The pH scale is a numerical scale that measures how acidic or alkaline a solution is. The scale ranges from 0 (very acidic) to 14 (very alkaline).
If you add the right amount of an acid to an alkali, it will form a neutral solution. The same holds true in reverse, if you add the right amount of an alkali to an acid solution, it will form a neutral solution.
This means that if we had something from the left side of the pH scale (an acid) and added the right volume of something from the right side of the pH scale (an alkali), we would eventually form a substance in the middle. We would form a neutral solution that has a pH of 7.
An indicator is a substance that changes colour in response to changes in pH. The pH of a solution can be measured using an indicator or a pH meter.

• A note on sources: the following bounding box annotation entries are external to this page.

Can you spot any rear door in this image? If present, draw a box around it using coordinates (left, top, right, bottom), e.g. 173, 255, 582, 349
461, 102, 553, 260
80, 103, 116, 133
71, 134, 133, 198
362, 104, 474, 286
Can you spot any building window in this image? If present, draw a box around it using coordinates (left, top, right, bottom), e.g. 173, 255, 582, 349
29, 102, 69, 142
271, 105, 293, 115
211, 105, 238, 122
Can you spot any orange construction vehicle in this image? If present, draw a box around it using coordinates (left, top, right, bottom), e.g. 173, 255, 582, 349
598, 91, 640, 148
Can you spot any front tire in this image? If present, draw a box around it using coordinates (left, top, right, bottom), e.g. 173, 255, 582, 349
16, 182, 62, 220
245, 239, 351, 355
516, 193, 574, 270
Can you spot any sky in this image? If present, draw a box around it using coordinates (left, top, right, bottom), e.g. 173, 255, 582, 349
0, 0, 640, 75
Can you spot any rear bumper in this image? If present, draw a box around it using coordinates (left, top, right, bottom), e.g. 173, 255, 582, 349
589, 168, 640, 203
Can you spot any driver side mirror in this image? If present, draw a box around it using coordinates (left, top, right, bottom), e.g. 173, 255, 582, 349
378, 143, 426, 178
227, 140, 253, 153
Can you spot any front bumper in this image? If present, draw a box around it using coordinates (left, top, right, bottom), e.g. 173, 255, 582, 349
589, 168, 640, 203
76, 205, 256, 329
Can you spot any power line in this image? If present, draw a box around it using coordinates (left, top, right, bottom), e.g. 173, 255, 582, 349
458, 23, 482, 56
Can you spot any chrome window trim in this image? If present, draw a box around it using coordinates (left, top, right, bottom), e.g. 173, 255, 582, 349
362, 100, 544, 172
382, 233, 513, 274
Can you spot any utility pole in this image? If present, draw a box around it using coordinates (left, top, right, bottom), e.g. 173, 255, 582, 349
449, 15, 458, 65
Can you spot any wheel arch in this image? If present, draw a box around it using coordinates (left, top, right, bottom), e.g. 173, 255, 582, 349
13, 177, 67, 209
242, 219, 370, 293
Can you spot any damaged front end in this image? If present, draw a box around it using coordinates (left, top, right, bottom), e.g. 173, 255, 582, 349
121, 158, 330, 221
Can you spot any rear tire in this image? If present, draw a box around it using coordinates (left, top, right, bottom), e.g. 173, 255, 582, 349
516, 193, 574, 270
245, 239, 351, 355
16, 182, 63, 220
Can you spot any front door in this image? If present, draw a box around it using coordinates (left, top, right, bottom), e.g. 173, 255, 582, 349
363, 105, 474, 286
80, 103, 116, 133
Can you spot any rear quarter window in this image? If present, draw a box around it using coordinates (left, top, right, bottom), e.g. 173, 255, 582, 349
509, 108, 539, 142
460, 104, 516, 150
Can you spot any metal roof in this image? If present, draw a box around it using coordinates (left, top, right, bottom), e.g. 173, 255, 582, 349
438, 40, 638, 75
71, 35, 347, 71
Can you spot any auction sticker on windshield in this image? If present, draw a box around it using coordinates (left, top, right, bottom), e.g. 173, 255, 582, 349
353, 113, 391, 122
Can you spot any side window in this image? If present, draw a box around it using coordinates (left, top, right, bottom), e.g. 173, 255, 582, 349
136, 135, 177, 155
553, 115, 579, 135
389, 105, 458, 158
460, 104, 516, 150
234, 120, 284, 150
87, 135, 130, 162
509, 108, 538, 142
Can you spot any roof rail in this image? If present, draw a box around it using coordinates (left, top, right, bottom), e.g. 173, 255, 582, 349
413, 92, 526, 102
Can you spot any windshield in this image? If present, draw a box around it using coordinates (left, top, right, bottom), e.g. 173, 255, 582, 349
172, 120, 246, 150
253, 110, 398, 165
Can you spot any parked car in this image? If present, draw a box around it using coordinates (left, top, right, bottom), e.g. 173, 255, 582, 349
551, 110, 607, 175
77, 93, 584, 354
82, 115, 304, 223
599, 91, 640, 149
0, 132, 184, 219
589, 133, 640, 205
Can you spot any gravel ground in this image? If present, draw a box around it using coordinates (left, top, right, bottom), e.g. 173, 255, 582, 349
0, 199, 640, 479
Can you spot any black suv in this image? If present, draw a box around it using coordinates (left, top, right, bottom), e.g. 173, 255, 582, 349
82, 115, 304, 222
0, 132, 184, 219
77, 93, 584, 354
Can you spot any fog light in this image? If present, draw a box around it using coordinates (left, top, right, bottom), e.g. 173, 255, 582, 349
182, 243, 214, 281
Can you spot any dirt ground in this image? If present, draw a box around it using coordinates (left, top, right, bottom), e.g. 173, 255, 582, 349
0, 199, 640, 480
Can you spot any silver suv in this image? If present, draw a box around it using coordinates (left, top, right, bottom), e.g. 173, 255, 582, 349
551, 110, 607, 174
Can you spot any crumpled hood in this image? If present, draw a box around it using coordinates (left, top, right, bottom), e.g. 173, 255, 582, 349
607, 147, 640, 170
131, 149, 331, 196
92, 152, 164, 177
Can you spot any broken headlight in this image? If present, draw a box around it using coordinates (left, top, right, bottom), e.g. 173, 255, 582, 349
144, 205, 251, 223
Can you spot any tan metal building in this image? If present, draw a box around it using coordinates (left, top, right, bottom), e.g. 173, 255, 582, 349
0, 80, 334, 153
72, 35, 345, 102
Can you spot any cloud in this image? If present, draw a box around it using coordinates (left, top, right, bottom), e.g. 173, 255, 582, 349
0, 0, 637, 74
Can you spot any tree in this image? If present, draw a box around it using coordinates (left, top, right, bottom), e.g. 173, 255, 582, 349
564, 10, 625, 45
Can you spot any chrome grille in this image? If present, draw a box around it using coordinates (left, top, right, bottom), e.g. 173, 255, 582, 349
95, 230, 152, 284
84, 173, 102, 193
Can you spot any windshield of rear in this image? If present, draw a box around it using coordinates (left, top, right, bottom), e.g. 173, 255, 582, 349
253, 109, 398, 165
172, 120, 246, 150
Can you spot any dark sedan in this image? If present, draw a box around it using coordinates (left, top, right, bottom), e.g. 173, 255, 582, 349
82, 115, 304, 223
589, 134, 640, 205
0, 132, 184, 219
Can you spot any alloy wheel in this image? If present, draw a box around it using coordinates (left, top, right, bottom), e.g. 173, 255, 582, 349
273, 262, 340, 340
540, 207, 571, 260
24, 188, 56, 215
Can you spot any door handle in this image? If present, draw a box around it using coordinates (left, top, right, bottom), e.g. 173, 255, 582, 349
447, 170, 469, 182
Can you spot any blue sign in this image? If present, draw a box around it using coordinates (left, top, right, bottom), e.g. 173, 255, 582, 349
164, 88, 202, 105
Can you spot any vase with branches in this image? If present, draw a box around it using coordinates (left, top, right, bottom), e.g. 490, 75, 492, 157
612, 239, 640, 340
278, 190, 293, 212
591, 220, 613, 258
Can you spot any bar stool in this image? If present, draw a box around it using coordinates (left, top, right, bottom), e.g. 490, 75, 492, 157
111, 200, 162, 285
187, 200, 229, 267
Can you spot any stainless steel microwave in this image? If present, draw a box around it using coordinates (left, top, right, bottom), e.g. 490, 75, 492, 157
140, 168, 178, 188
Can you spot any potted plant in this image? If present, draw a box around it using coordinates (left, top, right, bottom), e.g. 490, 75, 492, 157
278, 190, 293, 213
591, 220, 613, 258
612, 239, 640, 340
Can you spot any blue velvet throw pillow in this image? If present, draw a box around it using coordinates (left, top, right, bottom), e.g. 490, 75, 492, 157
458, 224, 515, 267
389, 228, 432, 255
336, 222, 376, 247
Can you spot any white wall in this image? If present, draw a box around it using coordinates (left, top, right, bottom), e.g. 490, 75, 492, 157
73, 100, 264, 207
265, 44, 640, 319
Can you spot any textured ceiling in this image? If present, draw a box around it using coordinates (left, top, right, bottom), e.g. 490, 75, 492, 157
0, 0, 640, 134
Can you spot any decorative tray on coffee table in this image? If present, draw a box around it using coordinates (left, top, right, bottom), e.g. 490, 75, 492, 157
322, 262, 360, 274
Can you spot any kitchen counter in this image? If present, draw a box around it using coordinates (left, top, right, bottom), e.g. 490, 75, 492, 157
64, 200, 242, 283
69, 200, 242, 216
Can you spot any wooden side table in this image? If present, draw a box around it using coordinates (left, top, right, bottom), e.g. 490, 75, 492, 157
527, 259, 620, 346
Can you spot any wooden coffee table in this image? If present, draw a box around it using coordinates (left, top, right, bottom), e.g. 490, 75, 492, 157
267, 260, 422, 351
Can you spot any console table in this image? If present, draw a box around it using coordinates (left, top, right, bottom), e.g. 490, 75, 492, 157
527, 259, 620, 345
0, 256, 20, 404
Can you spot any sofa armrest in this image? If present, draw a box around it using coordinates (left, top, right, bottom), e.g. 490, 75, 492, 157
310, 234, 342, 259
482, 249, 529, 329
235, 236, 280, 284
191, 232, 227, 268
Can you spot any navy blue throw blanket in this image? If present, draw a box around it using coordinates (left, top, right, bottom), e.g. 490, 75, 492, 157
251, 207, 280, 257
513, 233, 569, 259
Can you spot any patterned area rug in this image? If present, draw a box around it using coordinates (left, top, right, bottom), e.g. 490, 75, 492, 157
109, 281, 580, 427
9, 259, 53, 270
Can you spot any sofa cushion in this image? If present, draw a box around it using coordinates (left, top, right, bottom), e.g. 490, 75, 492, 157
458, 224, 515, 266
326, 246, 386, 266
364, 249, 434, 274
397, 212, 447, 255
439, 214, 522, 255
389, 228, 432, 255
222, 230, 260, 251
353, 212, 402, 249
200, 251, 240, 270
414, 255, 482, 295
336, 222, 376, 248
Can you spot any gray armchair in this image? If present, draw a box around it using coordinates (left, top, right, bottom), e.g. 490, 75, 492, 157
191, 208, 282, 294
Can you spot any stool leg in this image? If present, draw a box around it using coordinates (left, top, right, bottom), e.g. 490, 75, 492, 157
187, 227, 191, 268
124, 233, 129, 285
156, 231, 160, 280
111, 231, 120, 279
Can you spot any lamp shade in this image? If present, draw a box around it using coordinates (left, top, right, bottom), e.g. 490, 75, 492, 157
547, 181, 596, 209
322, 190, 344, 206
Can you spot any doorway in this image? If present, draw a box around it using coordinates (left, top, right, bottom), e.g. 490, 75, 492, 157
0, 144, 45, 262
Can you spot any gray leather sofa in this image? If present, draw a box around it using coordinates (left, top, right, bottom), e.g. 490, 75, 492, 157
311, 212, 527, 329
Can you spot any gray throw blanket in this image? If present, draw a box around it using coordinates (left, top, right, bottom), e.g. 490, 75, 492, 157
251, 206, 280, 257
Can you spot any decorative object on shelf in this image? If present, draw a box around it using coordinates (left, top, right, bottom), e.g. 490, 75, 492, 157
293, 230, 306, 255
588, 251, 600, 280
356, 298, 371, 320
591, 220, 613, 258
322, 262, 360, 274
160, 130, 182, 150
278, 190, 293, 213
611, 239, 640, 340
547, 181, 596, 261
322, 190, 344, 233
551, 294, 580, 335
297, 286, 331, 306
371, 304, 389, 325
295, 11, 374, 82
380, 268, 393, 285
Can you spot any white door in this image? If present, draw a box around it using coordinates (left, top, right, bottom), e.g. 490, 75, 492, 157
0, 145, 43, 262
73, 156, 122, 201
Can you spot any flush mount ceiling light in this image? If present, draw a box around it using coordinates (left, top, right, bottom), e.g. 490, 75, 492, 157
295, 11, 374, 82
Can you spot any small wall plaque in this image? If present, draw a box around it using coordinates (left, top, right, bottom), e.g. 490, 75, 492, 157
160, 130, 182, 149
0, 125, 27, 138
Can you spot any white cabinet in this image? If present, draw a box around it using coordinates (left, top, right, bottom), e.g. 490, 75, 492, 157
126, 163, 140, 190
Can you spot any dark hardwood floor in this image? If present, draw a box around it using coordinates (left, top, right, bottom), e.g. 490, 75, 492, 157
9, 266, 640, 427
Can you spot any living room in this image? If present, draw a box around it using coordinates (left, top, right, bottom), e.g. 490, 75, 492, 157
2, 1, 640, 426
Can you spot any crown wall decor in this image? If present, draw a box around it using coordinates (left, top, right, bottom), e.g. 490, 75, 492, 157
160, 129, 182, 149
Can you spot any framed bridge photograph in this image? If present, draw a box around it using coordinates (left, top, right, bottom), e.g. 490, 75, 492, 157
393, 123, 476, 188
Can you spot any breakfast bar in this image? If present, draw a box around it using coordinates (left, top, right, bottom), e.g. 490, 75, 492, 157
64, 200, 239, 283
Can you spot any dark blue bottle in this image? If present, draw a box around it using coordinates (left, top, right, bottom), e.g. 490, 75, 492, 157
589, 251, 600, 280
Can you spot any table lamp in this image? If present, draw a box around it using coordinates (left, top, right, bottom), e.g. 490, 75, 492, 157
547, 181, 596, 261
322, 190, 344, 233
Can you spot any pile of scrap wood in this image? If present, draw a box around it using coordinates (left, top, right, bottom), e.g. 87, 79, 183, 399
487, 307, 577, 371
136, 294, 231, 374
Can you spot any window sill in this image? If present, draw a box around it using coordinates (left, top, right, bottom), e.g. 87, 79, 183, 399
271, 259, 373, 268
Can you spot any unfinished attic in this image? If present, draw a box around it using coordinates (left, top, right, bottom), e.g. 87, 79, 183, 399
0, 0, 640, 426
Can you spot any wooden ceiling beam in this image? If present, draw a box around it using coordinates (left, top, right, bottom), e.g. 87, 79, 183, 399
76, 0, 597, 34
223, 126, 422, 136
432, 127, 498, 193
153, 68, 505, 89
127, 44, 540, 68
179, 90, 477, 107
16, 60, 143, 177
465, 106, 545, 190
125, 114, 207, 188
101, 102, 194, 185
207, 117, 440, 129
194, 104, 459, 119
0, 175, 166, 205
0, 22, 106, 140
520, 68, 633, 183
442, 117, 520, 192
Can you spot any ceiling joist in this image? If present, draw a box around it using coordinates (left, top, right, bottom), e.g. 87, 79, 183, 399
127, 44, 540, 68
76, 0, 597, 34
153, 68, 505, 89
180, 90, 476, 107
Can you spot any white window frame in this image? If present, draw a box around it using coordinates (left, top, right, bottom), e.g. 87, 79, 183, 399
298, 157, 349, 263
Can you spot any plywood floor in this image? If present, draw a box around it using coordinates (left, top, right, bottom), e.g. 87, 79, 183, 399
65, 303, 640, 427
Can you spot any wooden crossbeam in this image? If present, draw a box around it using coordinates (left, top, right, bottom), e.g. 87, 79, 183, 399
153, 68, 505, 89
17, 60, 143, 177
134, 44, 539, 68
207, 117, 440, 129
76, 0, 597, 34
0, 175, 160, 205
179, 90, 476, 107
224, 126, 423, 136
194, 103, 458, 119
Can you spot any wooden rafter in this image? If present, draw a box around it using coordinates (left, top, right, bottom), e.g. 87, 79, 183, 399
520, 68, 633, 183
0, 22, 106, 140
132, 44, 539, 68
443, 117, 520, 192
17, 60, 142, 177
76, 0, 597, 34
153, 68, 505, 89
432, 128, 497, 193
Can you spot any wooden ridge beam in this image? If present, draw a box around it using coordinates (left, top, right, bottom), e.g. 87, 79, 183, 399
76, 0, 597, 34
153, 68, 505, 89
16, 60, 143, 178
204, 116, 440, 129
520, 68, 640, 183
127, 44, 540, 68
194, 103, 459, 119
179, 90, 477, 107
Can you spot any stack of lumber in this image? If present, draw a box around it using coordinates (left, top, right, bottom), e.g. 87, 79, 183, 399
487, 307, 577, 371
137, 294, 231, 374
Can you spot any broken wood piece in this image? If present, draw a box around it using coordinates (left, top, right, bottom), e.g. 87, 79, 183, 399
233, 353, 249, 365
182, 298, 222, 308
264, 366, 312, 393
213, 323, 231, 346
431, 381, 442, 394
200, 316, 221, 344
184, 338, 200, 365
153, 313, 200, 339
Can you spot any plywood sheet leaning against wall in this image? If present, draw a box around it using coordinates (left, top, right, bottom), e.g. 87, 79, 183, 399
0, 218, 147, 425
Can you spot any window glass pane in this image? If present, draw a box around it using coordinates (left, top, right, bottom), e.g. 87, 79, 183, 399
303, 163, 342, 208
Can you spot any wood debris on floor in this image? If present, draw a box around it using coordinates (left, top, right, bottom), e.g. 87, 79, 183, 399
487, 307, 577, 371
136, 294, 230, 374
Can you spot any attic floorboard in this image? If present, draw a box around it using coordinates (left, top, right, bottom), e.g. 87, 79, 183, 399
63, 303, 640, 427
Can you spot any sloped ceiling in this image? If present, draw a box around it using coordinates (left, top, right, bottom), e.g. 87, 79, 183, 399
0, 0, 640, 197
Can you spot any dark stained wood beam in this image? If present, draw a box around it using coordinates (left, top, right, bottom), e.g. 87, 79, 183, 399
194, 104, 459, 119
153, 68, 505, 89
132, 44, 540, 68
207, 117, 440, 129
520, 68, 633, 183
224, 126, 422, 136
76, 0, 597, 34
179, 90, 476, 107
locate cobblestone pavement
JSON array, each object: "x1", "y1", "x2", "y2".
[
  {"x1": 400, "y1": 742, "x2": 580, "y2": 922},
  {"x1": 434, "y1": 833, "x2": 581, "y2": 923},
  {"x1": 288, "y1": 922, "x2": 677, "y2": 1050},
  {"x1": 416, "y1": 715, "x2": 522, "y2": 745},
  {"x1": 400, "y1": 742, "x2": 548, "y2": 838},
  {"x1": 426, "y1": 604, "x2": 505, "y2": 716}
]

A universal indicator is an acid-base indicator that can be used to determine the pH of a solution. When added to a solution, it produces a range of colours that can be compared to the pH indicator chart. This provides an accurate measurement of the solution’s pH.
When performing acid-base reactions, we can use universal indicators to determine when the reaction has reached a neutral state. If neutralisation has occurred, the solution should change to a green colour.
Litmus paper is paper that has been treated with a mixture of dyes. The two types of litmus paper are blue and red.
A pH meter is a more precise and accurate way to determine the acidity or basicity of a solution compared to using a universal indicator. When placed in a solution, it gives a numerical value representing the pH of the solution.
For example, if the reading is 2, the solution is acidic. The numerical data provided by the pH meter is more accurate than the colour-based method of using a universal indicator.